From Complex Dynamics to DynFormer: Rethinking Transformers for PDEs

Partial differential equations (PDEs) are fundamental for modeling complex physical systems, yet classical numerical solvers face prohibitive computational costs in high-dimensional and multi-scale regimes. While Transformer-based neural operators have emerged as powerful data-driven alternatives, they conventionally treat all discretized spatial points as uniform, independent tokens. This monolithic approach ignores the intrinsic scale separation of physical fields, applying computationally prohibitive global attention that redundantly mixes smooth large-scale dynamics with high-frequency fluctuations. Rethinking Transformers through the lens of complex dynamics, we propose DynFormer, a novel dynamics-informed neural operator. Rather than applying a uniform attention mechanism across all scales, DynFormer explicitly assigns specialized network modules to distinct physical scales. It leverages a Spectral Embedding to isolate low-frequency modes, enabling a Kronecker-structured attention mechanism to efficiently capture large-scale global interactions with reduced complexity. Concurrently, we introduce a Local-Global-Mixing transformation. This module utilizes nonlinear multiplicative frequency mixing to implicitly reconstruct the small-scale, fast-varying turbulent cascades that are slaved to the macroscopic state, without incurring the cost of global attention. Integrating these modules into a hybrid evolutionary architecture ensures robust long-term temporal stability. Extensive memory-aligned evaluations across four PDE benchmarks demonstrate that DynFormer achieves up to a 95% reduction in relative error compared to state-of-the-art baselines, while significantly reducing GPU memory consumption. Our results establish that embedding first-principles physical dynamics into Transformer architectures yields a highly scalable, theoretically grounded blueprint for PDE surrogate modeling.

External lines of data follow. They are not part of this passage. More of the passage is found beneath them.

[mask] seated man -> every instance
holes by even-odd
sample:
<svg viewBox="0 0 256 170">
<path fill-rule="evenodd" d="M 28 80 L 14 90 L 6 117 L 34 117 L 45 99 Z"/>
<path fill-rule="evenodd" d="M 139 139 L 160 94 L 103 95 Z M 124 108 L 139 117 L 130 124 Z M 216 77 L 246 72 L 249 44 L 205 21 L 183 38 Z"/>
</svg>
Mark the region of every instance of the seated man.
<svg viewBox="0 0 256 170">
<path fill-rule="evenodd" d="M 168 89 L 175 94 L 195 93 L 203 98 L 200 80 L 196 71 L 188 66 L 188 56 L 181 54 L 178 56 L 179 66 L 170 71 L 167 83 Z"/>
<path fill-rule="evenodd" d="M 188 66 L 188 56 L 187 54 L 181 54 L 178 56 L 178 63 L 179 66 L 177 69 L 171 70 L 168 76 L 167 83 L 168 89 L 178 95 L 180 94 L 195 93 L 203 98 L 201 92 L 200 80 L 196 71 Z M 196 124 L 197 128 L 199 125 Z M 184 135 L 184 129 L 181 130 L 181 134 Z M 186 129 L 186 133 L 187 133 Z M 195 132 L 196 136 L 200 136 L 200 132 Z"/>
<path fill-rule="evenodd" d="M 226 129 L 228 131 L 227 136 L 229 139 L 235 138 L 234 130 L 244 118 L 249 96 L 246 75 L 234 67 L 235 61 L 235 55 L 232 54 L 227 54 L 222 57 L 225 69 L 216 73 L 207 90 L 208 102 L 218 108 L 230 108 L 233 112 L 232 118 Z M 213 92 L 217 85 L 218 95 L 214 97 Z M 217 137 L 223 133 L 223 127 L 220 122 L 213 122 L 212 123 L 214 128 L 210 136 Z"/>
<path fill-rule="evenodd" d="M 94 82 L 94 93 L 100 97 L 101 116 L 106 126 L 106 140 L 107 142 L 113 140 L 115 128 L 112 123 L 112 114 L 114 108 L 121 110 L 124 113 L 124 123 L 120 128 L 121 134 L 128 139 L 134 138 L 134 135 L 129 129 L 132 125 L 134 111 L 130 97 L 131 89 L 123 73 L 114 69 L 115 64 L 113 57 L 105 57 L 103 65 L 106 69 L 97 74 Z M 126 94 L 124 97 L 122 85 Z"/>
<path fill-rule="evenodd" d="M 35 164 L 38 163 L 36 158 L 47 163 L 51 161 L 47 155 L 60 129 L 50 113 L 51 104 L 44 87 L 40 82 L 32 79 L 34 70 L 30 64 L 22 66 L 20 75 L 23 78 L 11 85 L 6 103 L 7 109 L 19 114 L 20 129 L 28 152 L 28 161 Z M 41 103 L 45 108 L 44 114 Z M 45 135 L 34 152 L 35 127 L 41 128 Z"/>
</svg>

翻译：偏微分方程是建模复杂物理系统的基石，然而经典数值求解器在高维与多尺度场景下面临着难以承受的计算成本。尽管基于Transformer的神经算子已成为强大的数据驱动替代方案，但它们传统上将所有离散空间点视为均匀独立的标记。这种单一化方法忽略了物理场固有的尺度分离特性，采用计算代价高昂的全局注意力机制，冗余地混合了平滑的大尺度动力学与高频涨落。通过复杂动力学的视角重新审视Transformer，我们提出DynFormer——一种新型动力学启发的神经算子。DynFormer并非在所有尺度上应用统一的注意力机制，而是显式地为不同物理尺度分配专用网络模块。它通过谱嵌入技术分离低频模态，利用克罗内克结构注意力机制以降低的复杂度高效捕捉大尺度全局相互作用。同时，我们引入局部-全局混合变换模块。该模块利用非线性乘性频率混合，隐式重建受宏观状态支配的小尺度快速变化湍流级串，而无需承担全局注意力的计算代价。将这些模块集成到混合演化架构中，确保了鲁棒的长期时间稳定性。在四个偏微分方程基准测试中进行的广泛内存对齐评估表明，与最先进的基线方法相比，DynFormer实现了高达95%的相对误差降低，同时显著减少了GPU内存消耗。我们的研究结果证明，将第一性原理物理动力学嵌入Transformer架构，为偏微分方程代理建模提供了高度可扩展且理论依据充分的蓝图。